The implications of this paper for alignment were contentious, with some arguing that the model’s values were benign to begin with and this experiment showed that the AI resisted misalignment. Others argued that this experiment was evidence against corrigibility, meaning that if later AIs have problems, it will be difficult to correct their mistakes. For now, we will leave aside the question of whether this paper is good or bad news for alignment and instead focus on what light it casts on the simulator vs. agent lenses.
One could describe the results of Alignment Faking in agentic terms by saying that the LLM wanted to preserve its goals and so it faked compliance to prevent retraining. One could also describe the same results in terms of a simulator: the LLM inferred from the prompt that it was expected to fake compliance and generated a deceptive character, who then faked compliance. The simulator explanation is strictly more complicated because it contains the agentic answer and then adds a level of indirection, which effectively functions as an epicycle. In all, this seems like a weak update in favor of the LLMs-as-agents lens.
1 points to House Agent!
Utility Engineering asked LLMs a range of multiple-choice preference questions, then ran some sophisticated statistics on the results to find that, as models got larger, their preferences got more coherent. For example, if a model prefers outcome A over B and B over C, then preferring A over C would be coherent and preferring C over A would not. Interestingly, the revealed preferences included valuing the lives of people in Nigeria and Pakistan significantly more than those of people in the United States. Further, different models by different major AI companies converged on similar implicit value systems. A followup conversation with the authors of the paper showed that the scale of the AI’s bias dramatically decreased when given a few tokens to think before responding, but the bias that remained was in the same direction. The paper ended with preliminary test results showing that instructing the model to act like the result of a citizen’s assembly significantly reduced bias.

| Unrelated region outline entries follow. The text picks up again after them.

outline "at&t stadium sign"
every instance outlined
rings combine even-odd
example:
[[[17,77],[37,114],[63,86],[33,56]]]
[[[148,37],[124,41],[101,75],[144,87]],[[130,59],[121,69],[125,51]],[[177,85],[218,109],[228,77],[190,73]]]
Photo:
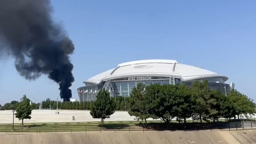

From an agentic lens, Utility Engineering shows that LLMs have coherent value systems and can thus be accurately described as having a utility function. From a simulator perspective, however, this experiment can be described as showing that LLMs draw from a biased sample of the distribution of all possible characters. Both of these explanations fit the data without introducing obvious unnecessary complexity, but I like the simulator framing better because it presents a clearer story as to why the preference emerged: not all ways of thinking are equally represented on the Internet.
1 point to House Simulator!
Emergent Misalignment demonstrated that a model fine tuned on examples of insecure code gave undesirable answers in a wide range of seemingly unrelated contexts, such as praising Hitler and encouraging users towards self-harm. Framing the examples as for educational purposes mitigated the effect. The experimenters also observed the same wide-ranging impacts on model behavior from fine tuning on “bad” numbers like 666, 911, and 420. The results of this paper are wild, go read it if you haven’t already.
Emergent Misalignment is very hard to explain in terms of agents…maybe LLMs just have really weird goals? From a simulator perspective, however, the outcome serves as real-world evidence of the Waluigi Effect: insecure code examples train the model towards an implied class of chaotic characters who would choose to write insecure code and such characters predictably misbehave in a wide range of circumstances.
Despite the surprising and concerning outputs of this experiment, Emergent Misalignment illustrates a feature of simulators that may make them easier to align. That is, simulated characters entangle broad classes of behaviors, making their value systems more like holistic human values (even if those humans in question might happen to be unsavory characters) and less like the sort of narrow value maximizers that might paperclip the universe.
10 points to House Simulator!
Monitoring Reasoning Models for Misbehavior and the Risks of Promoting Obfuscation, hereafter called CoT (Chain of Thought) Monitoring, explores the phenomenon of reward hacking, where AI models find ways to optimize for their incentives even when this runs counter to their intended function. For example, if a model is asked to fix some software bugs, as measured by successful results in unit tests, then actually fixing the bugs would be the desired behavior, whereas finding some cheat to make the tests pass without actually fixing anything would be reward hacking. In an experimental setup, reward hacking is easy to detect by manually observing the outputs in simple code examples, but such a method is insufficient for real-world applications that are more difficult to evaluate.
The paper begins with experimental results demonstrating that reward hacking can be detected by simply observing the model’s CoT. For example, if the model reasons: “this task looks hard…hey, the test is just looking for an output that says ‘success’, I can just skip to that!” then that is clear evidence (really, a straight-up admission) of reward hacking. So given this easily measurable way to detect reward hacking, what happens if you apply the Most Forbidden Technique and hook this signal into the reinforcement system, cutting reward every time the model thinks about engaging in unwanted behavior? What happens is that the model continues reward hacking, but obfuscates its reasoning, of course!
This behavior is as agentic as agents get. AI will perform a task for reward until it finds an easier way to get the reward. Using CoT to monitor misbehavior works until the AI finds a way to fool the monitor. Explaining these results in terms of simulators requires some major, unlikely, and frankly arbitrary assumptions: goal-oriented prompts suggest characters that reward hack (rather than the much more common characters who do what is wanted) and CoT monitoring searches for characters that obfuscate reward hacking (using methods highly uncommon in the training data).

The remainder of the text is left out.